Demystifying W-9s: A tax guide for research incentive programs
By Russ Rizzo|6 min read|Updated Jan 12, 2023
The IRS considers any type of compensation to research participants to be taxable income — whether it’s cash, a cash equivalent (for example, a gift card, check, or prepaid Visa card), or anything else of monetary value. So it’s important to know the rules.
This article provides an overview of tax requirements for U.S.-based research companies that offer incentives and other rewards to participants.
We’ll break down the tax implications, including:
when and how you need to report payments;
what paperwork to file;
when you might have to withhold taxes; and
potential penalties you could face if you fall afoul of the rules.
DISCLAIMER: This is not tax advice.
Table of contents
$600 threshold for U.S. participants
For research participants in the U.S., the IRS only requires a payer to report when someone receives $600 or more in a calendar year from the same company.

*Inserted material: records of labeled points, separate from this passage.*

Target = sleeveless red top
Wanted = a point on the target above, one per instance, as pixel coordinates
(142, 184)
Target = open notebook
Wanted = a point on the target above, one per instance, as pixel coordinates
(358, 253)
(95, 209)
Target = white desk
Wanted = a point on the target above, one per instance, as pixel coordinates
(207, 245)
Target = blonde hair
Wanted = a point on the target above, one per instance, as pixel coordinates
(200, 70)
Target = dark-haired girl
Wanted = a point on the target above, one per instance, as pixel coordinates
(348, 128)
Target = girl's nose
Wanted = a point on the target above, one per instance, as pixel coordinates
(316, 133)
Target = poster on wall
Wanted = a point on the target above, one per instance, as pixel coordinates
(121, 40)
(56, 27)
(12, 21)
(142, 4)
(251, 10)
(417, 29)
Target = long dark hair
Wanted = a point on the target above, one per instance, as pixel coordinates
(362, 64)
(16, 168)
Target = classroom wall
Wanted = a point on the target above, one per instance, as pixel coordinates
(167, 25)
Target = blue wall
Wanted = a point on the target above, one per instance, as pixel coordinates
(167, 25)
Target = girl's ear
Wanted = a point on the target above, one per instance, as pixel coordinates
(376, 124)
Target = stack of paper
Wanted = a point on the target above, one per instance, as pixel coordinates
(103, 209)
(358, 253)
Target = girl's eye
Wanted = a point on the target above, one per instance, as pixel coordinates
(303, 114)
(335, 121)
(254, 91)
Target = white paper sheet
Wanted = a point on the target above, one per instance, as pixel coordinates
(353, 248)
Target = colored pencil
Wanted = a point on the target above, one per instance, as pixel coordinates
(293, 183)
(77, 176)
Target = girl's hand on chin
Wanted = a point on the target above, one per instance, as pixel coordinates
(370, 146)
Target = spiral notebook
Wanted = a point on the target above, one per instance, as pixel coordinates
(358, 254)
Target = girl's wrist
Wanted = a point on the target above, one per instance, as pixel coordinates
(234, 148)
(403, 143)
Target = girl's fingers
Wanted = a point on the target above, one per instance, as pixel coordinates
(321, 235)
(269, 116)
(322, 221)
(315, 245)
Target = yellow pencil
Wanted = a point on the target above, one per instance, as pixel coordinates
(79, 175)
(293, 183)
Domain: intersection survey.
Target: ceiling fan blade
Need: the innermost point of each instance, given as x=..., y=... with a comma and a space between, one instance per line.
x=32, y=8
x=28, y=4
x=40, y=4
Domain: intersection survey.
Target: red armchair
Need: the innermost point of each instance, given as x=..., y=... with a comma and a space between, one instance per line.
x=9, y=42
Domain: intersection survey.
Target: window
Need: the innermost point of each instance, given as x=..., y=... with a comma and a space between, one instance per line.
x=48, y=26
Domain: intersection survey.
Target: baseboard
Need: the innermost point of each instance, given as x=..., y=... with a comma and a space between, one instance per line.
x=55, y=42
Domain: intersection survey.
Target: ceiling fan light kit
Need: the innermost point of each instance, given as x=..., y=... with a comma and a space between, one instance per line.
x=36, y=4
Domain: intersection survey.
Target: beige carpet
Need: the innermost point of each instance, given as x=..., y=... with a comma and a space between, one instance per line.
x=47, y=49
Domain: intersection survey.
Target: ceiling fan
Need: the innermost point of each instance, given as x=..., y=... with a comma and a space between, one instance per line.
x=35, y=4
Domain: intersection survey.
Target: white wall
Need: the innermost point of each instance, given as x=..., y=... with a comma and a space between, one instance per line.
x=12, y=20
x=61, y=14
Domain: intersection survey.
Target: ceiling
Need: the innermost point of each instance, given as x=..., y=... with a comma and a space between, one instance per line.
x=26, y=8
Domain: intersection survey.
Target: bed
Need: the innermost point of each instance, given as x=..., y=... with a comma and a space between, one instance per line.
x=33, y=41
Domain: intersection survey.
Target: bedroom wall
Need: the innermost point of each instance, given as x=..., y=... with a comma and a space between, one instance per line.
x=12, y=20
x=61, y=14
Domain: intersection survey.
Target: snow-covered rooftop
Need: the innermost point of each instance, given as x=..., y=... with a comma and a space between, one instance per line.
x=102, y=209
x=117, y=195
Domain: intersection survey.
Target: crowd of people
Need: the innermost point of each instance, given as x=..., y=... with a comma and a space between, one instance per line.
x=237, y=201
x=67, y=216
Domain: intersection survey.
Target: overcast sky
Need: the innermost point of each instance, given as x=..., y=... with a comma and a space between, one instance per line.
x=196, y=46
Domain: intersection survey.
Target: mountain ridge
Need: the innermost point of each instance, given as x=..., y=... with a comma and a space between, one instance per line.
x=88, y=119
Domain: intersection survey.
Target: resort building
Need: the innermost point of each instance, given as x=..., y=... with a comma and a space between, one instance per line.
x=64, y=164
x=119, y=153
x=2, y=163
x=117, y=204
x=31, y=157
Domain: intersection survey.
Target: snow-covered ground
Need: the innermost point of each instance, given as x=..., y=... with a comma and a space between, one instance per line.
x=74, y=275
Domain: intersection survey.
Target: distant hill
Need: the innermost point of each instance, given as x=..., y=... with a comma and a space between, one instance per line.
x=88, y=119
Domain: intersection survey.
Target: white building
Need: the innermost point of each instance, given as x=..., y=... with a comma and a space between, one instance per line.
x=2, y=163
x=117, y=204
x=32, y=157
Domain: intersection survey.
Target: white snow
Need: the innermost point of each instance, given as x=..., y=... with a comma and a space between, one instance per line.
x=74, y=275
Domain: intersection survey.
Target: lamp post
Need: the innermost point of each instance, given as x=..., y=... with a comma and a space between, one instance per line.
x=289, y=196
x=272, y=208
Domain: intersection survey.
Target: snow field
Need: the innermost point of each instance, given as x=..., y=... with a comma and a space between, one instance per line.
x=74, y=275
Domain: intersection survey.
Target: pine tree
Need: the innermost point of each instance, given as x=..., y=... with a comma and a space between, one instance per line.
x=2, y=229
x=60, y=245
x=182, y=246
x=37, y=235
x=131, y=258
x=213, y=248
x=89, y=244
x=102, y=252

As incentive payments continue to increase, more payees will cross this threshold.
Once you pay a U.S. citizen or permanent resident $600 in a year, you must do two things to keep on the right side of the IRS:
Before tax season, request a W-9 (“Request for Taxpayer Identification Number and Certification”) from the participant. This form will include the person’s (or company’s, if they’re an LLC, for example) tax identification number and/or social security number and other information you’ll need to report the payments when you file your taxes.
During tax season, file a 1099-MISC (“Miscellaneous Income”) along with your other tax paperwork, just as you would do when hiring a freelancer or contract worker.
Companies are not required to withhold taxes from participants in the U.S. They simply report any payments totaling more than $600 in a year to one person.
For U.S. citizens and permanent residents earning less than $600 in a calendar year, there’s no requirement for companies to request a tax form or report payments. This is also the case for confidential studies, which are exempt from the normal IRS reporting rules in some cases.
Incentives outside of the U.S.
For participants living outside of the U.S. (“non-resident aliens”), the IRS has stricter reporting and withholding rules.
These rules apply when a participant:
is a non-citizen,
is not a resident of the U.S., and
does not have a green card.
Companies that offer incentives to people outside the U.S. must do the following:
Before tax season, request a W-8 BEN (“Certificate of Foreign Status of Beneficial Owner for United States Tax Withholding and Reporting”) form from every participant you pay, no matter the amount. (Note: Some universities choose to only collect W-BEN forms for payments over a certain threshold, so this is one potential gray area in the rules.)
Withhold a portion—usually 30% —of each payment for taxes. This amount varies depending on the participant’s country and tax status.
Come tax season, report all payments to the IRS using 1042-S (“Foreign Person's U.S. Source Income Subject to Withholding”) and report all tax withholdings on Form 945 (“Annual Return of Withheld Federal Income Tax”).
Research institutions issue their own guidelines for the type of information researchers should collect at the beginning of a study (examples: University of North Carolina, University of Dayton, Vanderbilt University, The University of Vermont, The University of Virginia).
When researchers anticipate making several payments to the same U.S.-based participant over the course of a year, they’ll typically request a W-9 tax form at the start of the study. Others might wait until they’ve reached the $600 threshold.
On the other hand, if it’s unlikely a participant will reach the threshold, some organizations advise against requesting unnecessary personal information.
For participants outside the U.S., IRS rules call for researchers to collect tax forms on everyone, no matter the payment amount. So it’s important to track everything. (Note: In practice, some organizations establish their own procedures for what information and forms to request, depending on the payment amount).
Failure to collect
The IRS requires companies to make “solicitations” at the start of the business relationship and before the end of each year — and document these for proof, in case the recipient fails to provide a W-9 or W-8 BEN.
If you make a payment to someone in the U.S. without filing a 1099-MISC, and you could face penalties of up to $270 per form.
If you make a payment to someone outside of the U.S. without collecting a W-8 BEN, you could be subject to a fine of up to 30% of the payment, plus interest and penalties. The IRS could impose penalties on the individual.
There are steeper penalties if the IRS finds that you intentionally disregarded requirements. You can find more information on IRS fees and penalties here.
Accurate, timely research is central to many companies’ ability to grow and innovate. By sticking to these rules, you can get the data you need while reducing your risk of running afoul of the Tax Man.